The sun was going down, burnishing the foothills of the Andes. Barnaby and Lydia stood side by side at the balustrade, drinking their wine and watching the day die.
Barnaby was starting to resent her. She invariably had an effective counterargument, a riposte that kicked the legs out from under him, a question that questioned his question. He hated that. He hated anyone who talked back and, worse, who could wrongfoot him.
He imagined ways he could control her, make her do his bidding, bring her to her knees.

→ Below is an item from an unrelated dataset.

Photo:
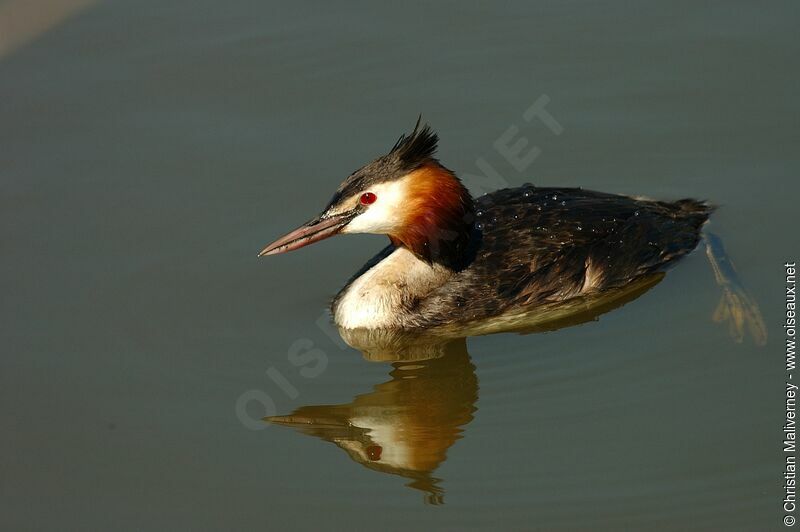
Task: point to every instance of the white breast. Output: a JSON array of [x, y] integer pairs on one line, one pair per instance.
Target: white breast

He could think of nothing more satisfying than seeing Lydia Laidlaw acquiesce to his wishes and become his thrall.
That was when he realised that he desired her.
It had stolen up on him, caught him totally unawares.
But yes, oh, God, he was actually attracted to this large, buxom woman, with her strange bicoloured eyes and aggravating smart comebacks. He actually fancied her and wanted her.
He had never, ever had a woman like her before.
But that just made it all the more of a challenge, all the more exciting.
A DAMN GOOD MERGERING
S
OMEWHERE IN AN
air corridor over southern China, Jakob slipped across the cabin aisle and lowered his bulk into the seat next to Barnaby’s. He said nothing. Eventually Barnaby looked up from his Fragbook.
“We’re going to have a chat, aren’t we?” he said.
“’Fraid so, boss.”
“One of your heart-to-hearts. Remind me, do I pay you to do this?”
“You pay me to take care of you.”
“My physical safety, yes.”
“I see it as extending further than that.”
“All right,” Barnaby sighed. “What’s on the agenda today?”
Jakob swivelled round. The journalists were asleep, sprawled in different postures, seats reclined. Dorothea’s snores vied with the Gulfstream’s twin Rolls-Royce BR725 engines for loudness. Only Lydia was awake, but she was listening to music on her iPod Nano, earbuds firmly wedged in place.
“Her.” He jerked a thumb. “The redhead.” He raised his voice. “Lydia Laidlaw, who can’t hear us talking about her.” Lydia didn’t stir, didn’t even glance up. He nodded in satisfaction. “Her... and you.”
“There is no ‘her and me.’ I don’t know what you’re getting at.”